Paradoxalement, l’Un est ce par quoi la réalité s’ordonne et en même temps « la puissance supérieure selon laquelle peut se rétablir au sein de cette même réalité le droit du réel, l’inconsistance inquiétante de l’instauration » (p. 166). La grandeur et la puissance de la doctrine de la liberté se disent du point de vue de l’Un paradoxal, du réel. Mais la tension propre au dualisme ismaélien se déplace du côté de la réalité : les existants, fidèles à l’impératif, s’organisent selon un ordre graduel, qui rejette du côté de la ténèbre l’opposition. Le mal que Plotin pointait sous les espèces de la matière, revêt ici la forme inquiétante de l’opposition à la communauté fidèle. La doctrine de l’impératif – l’obligation de renoncer à la loi – nous avait laissé espérer une politique nouvelle, une communauté d’anges « assemblés tels des miroirs singuliers de la face divine présente en leur centre » (p. 379). La catégorie des gens de l’opposition doit-elle nous laisser craindre l’« ange barbare » ? On peut se demander si la même précipitation ne pousse pas les ismaéliens à incarner la matière dans le corps politique des adversaires et dans la théologie de l’imâm à parvenir au « seuil de l’incarnation du Dieu caché » (p. 353). Jambet tente de penser le plus loin possible le mince écart qui les sépare de l’incarnationnisme chrétien. Plutôt que d’affirmer que Dieu se révèle dans la nature de l’homme, il faut voir l’homme dans la nature du Dieu révélé : « l’anthropomorphose de Dieu précède la création de la face de l’homme et elle en est la condition » (p. 323). En fait, chez les ismaéliens, l’incorporation de l’essence divine semble ne pas connaître d’arrêt, de là leur symptôme propre : la loi de la répétition de l’événement messianique.

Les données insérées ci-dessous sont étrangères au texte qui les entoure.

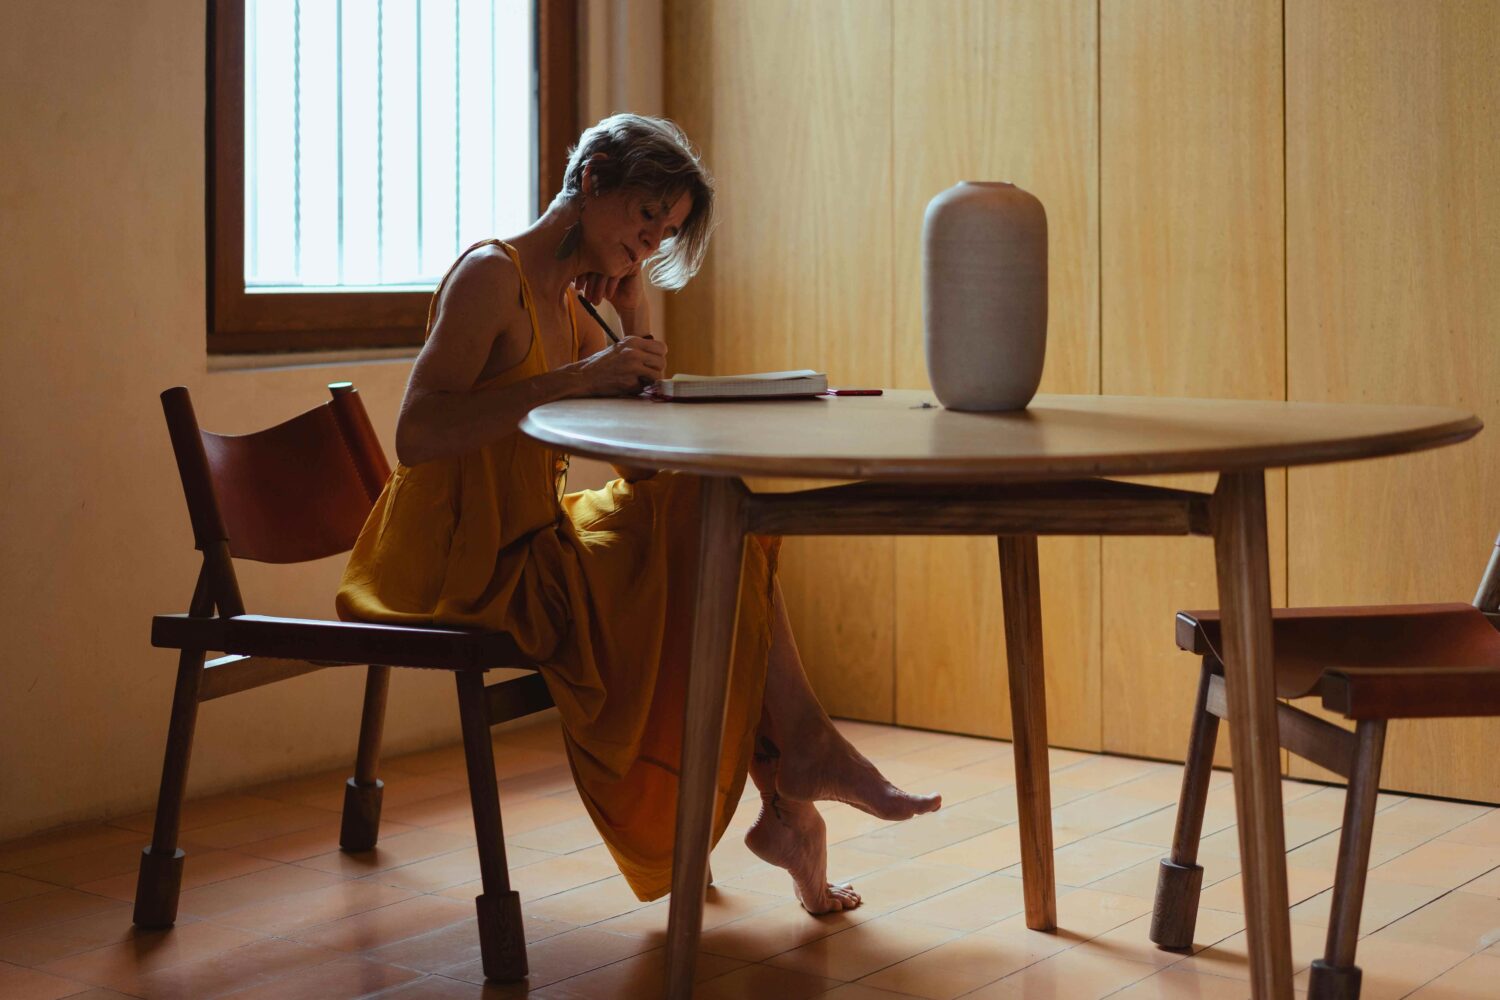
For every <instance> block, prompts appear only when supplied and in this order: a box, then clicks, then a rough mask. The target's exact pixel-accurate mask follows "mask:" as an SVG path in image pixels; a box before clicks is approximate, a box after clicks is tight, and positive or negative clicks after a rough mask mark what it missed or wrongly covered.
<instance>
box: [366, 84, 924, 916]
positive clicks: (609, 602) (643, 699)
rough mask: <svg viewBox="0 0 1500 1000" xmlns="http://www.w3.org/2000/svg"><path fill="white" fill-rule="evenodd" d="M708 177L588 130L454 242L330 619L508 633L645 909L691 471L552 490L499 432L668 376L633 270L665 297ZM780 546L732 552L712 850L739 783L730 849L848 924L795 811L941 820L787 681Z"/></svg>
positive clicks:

Le travail de Jambet appelle de nombreuses perspectives. En voici une pour finir : ne faudrait-il pas interroger la notion de base de l’accomplissement ? Un dialogue avec le juif de la Torah ici s’imposerait : car le nom propre de David, roi et messie, met en cause, aux yeux du juif réel, toute prétention à l’accomplissement. Il y a dans la souveraineté davidique un secret : la promesse messianique, sans précipitation. Les ismaéliens, après les chrétiens, n’ont voulu y voir que l’exotérique de l’acte messianique à venir. Restaurer les conditions réelles du dialogue permettrait de penser plus profondément la notion bouleversante de l’impératif.